The watchdog, AGCM, said the airlines had not given sufficient information for customers to make an informed choice when buying travel insurance. It said that the websites weren’t clear enough when it came to explaining what risks were covered, and that the cost of requesting a refund was higher than the insurance itself, with excess fees disproportionately high.

In Ryanair’s case, the watchdog said that the option to refuse the insurance was too difficult to find on the website, with the tick box located on a countries drop-down menu between the Netherlands and Norway.

Ryanair was fined €850,000, which it says it will appeal. However, it will amend its website. 

Ryanair’s Robin Kiely said: “We note this ruling and while we disagree with its findings and have instructed our lawyers to appeal, we will be amending our website accordingly.”

Easyjet was fined €200,000 because it had already made amendments to its website.

An Easyjet spokeswoman said: “Easyjet is disappointed by AGCM’s decision to fine the airline for the way it sold its travel insurance product in Italy. All of the issues raised in the decision have already been remedied in consultation with the AGCM and our insurance partner Allianz. Easyjet will examine the decision and review its options.”

Travel insurance – check the small print
Feb 27th, 2013 by elisa

How often do you just take the first available travel insurance you find? Or just the cheapest? You might think that they’re all pretty similar, but you’d be wrong, and you could come unstuck if you don’t follow the small print.

A recent survey by consumer rights champion Which? found that out of all insurance products, travel insurance had the highest claim rejection rate and lowest satisfaction amongst consumers.

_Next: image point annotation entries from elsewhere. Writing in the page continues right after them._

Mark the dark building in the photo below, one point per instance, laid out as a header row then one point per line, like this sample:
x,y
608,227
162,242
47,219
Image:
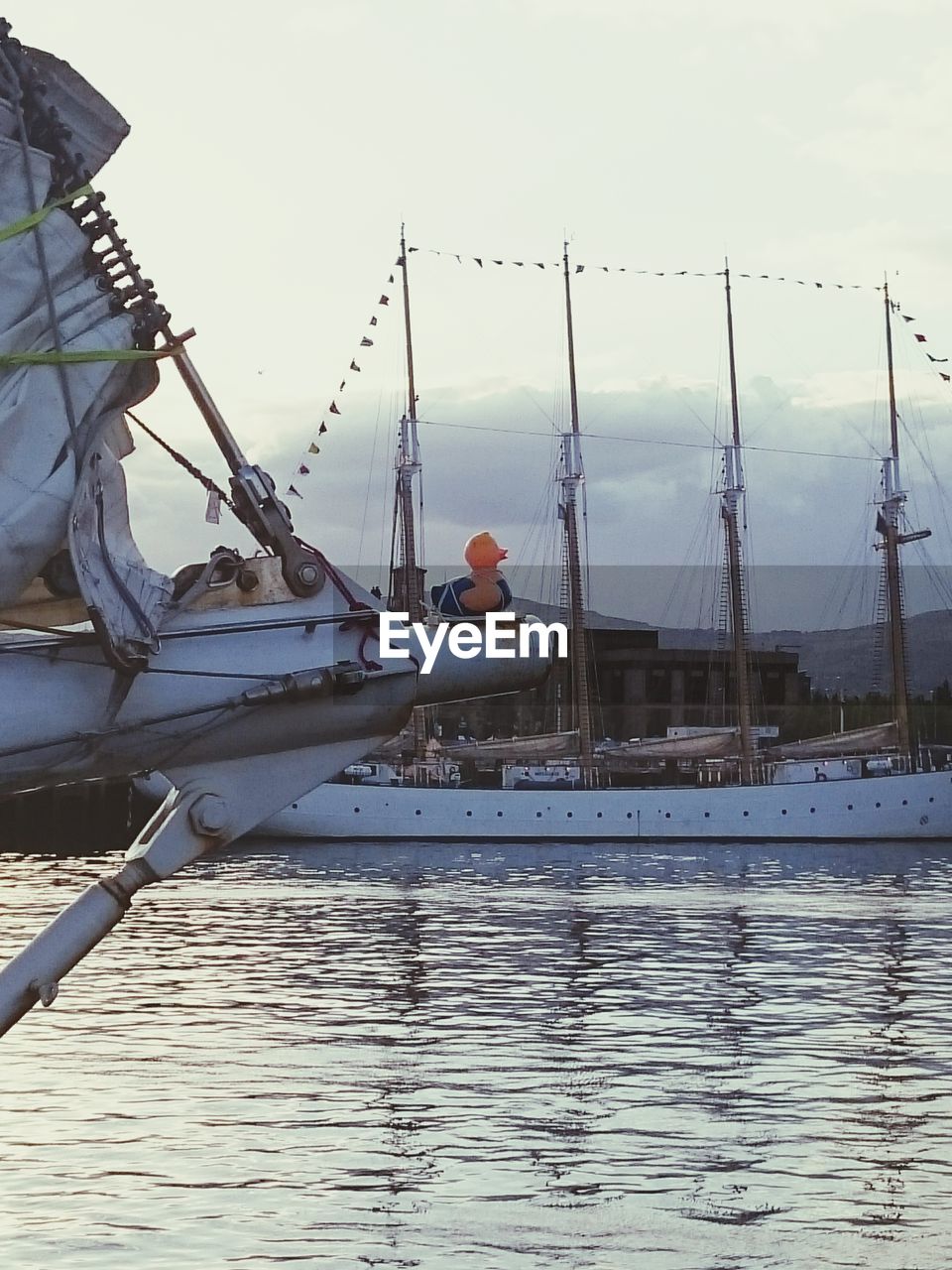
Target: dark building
x,y
639,689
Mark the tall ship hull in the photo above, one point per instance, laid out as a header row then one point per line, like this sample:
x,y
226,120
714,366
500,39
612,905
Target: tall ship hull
x,y
909,807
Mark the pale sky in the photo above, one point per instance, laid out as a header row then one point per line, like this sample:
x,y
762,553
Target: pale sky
x,y
276,150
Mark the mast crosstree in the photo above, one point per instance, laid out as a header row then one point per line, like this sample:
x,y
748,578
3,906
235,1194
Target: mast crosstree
x,y
571,477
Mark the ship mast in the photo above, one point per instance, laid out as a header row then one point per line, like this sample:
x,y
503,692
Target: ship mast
x,y
731,495
570,480
888,525
407,583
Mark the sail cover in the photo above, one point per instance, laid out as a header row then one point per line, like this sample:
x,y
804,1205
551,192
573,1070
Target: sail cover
x,y
61,426
858,740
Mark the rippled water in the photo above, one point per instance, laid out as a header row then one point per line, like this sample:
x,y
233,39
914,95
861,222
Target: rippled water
x,y
580,1057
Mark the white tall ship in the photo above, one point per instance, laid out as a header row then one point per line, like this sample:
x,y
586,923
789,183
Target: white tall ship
x,y
244,679
853,786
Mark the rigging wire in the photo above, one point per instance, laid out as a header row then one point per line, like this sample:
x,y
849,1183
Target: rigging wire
x,y
651,441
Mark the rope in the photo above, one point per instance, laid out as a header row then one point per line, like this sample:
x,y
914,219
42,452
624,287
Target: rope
x,y
204,481
28,222
17,95
71,357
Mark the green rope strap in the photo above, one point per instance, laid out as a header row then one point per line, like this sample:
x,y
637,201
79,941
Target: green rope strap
x,y
89,354
35,218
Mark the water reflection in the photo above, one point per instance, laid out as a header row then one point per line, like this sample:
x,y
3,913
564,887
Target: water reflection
x,y
529,1056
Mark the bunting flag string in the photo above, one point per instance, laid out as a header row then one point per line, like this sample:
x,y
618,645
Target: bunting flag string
x,y
480,261
921,339
303,467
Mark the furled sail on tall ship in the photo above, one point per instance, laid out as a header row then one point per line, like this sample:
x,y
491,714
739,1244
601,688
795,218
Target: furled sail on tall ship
x,y
73,354
857,740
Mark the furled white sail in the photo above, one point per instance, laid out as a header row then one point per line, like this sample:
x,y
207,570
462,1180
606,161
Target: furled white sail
x,y
858,740
61,426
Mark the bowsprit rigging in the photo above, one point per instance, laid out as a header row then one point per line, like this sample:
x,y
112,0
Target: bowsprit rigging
x,y
81,333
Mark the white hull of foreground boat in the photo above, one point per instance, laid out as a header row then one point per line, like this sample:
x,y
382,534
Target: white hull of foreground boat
x,y
902,807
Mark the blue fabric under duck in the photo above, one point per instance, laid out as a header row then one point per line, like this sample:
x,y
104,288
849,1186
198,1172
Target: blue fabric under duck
x,y
484,589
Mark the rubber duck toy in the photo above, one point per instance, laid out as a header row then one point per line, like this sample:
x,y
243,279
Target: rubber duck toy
x,y
481,590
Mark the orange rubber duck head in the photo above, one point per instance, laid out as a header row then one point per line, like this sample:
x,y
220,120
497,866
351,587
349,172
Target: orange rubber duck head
x,y
483,552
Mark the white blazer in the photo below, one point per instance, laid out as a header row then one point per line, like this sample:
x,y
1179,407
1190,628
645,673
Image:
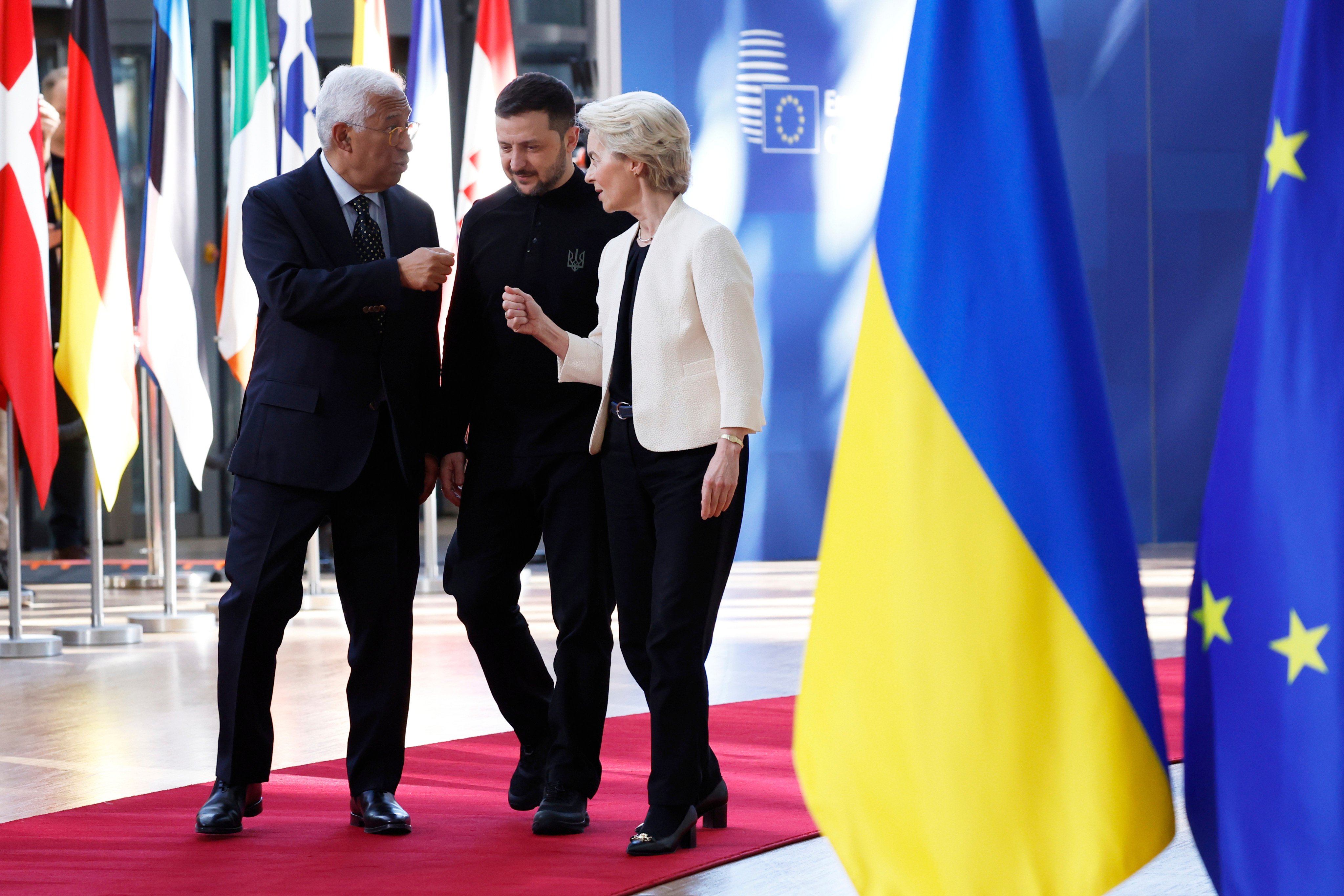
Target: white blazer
x,y
695,352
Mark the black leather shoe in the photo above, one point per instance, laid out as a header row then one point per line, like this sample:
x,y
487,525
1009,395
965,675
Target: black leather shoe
x,y
224,813
378,813
564,812
526,786
713,808
650,844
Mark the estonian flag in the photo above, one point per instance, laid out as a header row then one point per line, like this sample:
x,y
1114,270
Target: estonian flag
x,y
167,319
96,362
979,713
1264,687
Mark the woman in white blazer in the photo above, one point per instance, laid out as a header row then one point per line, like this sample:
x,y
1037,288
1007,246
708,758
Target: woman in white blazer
x,y
678,355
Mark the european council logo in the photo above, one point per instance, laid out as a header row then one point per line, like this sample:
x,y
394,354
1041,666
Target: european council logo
x,y
791,119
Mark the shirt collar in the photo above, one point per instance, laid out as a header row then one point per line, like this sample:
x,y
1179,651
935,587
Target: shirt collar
x,y
345,193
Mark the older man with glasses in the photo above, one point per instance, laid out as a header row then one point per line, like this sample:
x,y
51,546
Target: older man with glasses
x,y
335,425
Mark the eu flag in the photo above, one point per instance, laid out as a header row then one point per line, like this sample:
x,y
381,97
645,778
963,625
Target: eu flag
x,y
1265,699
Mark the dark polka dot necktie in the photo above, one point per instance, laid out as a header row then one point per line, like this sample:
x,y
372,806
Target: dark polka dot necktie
x,y
369,240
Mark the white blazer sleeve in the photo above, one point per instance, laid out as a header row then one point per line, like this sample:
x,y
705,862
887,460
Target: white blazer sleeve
x,y
724,291
583,363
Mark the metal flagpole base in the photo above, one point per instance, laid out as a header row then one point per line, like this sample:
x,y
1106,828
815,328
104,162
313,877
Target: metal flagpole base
x,y
29,597
98,636
189,581
33,645
177,623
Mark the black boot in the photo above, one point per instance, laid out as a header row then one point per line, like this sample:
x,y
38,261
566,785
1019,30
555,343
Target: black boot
x,y
224,813
662,833
525,789
564,812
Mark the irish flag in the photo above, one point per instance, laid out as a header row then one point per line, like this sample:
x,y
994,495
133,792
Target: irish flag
x,y
97,358
492,68
372,35
252,159
26,379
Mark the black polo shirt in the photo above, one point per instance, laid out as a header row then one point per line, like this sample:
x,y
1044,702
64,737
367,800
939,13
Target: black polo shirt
x,y
499,385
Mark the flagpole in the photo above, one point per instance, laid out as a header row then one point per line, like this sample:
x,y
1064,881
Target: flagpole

The most frequently rejected claims were for holidays cancelled because of a relative falling ill, failing to report a loss or theft to police within 24 hours, and lost or stolen belongings not being supervised to the satisfaction of the insurer.

The report said: “We thought asking for loss or thefts to be reported within 24 hours to police was not always possible. Look for policies that don’t put a time limit on when you have to report the incident to the police.

“We also found that insurers can interpret the definition of “unattended belongings” too strictly, we preferred policies which offered cover as long as luggage is “carried in line with a transport provider’s requirements”.

It also found that on examination of 10 large insurers’ policies, some travellers were expected to declare pre-existing medical conditions for relatives, including cousins.

“We think this is unreasonable and advise people to look for policies that restrict this exclusion to relatives’ conditions of which they are aware,” it said.

A spokesperson for Which? added: “Travel insurance policies can be complicated, so it’s no surprise that people can be confused by the small print.

“We advise people read through the policy document before signing anything. If you have a claim rejected, the financial ombudsman can take up your case if an appeal with the insurer fails.”